I need to know how can we measure and get the probabilities of qubits in the same circuit. For instance, I have 4 qubits, I want to measure q0 and q1 in X-basis and need to know the output state probabilities of all the qubits, if possible or else q0,q2 and q3.

Secondly, Is there any builtin function in pennylane for qubit measurement in X and Y basis or Am I right with the following?

qml.PauliZ(wirenumber) --> measurement in computational basis.
qml.PauliX(wirenumber) --> measurement in X basis.
qml.PauliY(wirenumber) --> measurement in Y basis.

Thanks for the help

Hi @Muhammad_Kashif!

Thank you for the questions

When specifying measurements in a QNode, multiple types of measurements are possible. Sampling using qml.sample will provide outcomes of a specified observable after running a quantum circuit.

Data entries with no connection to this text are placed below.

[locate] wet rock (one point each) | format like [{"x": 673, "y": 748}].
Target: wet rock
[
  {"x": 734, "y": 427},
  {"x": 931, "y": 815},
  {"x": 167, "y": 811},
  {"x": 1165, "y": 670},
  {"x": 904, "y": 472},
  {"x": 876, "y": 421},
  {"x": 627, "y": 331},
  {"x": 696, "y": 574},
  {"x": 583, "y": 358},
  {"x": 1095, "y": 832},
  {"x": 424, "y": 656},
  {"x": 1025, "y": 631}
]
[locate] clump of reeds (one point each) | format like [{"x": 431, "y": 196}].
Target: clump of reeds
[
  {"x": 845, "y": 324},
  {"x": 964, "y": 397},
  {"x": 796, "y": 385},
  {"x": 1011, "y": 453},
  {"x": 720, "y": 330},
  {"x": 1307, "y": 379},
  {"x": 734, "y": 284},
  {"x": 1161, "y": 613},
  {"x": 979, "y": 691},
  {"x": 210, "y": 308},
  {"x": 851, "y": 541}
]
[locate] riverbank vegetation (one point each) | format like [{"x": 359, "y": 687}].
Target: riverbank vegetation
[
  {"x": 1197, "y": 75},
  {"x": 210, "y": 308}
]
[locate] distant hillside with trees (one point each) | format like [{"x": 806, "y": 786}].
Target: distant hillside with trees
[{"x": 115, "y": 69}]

The succinct way of having multiple outputs to a QNode is to have combined measurements in the return statement:

import pennylane as qml

dev = qml.device('default.qubit', wires=4, shots=5)

@qml.qnode(dev)
def circuit():
    return qml.sample(qml.PauliX(0)), qml.sample(qml.PauliX(1)), qml.probs(wires=range(4))

circuit()

In this case, PennyLane will be generating samples once and providing the PauliX measurement outcomes as well as the joint probability distribution based on 5 samples (specified by shots=5). The wires for the probability distribution can be provided when specifying the wires argument for qml.probs.

Secondly, Is there any builtin function in pennylane for qubit measurement in X and Y basis or Am I right with the following?

Indeed, using qml.PauliX or qml.PauliY, the PauliX and PauliY observables are used when providing measurement statistics. That’s the same for qml.PauliZ, the PauliZ observable is used. The subtle difference between computational basis state measurements and using the PauliZ observable to obtain statistics is that in the latter case samples are the eigenvalues of the PauliZ operator. Therefore, 1 is the outcome for sampling the |0> basis state and 1is the outcome for sampling the|1>` state.

import pennylane as qml

dev = qml.device('default.qubit', wires=1, shots=5)

@qml.qnode(dev)
def circuit():
    return qml.sample(qml.PauliZ(0))

circuit()

array([1, 1, 1, 1, 1])

The |1> case can be checked by flipping the first qubit using qml.PauliX(0).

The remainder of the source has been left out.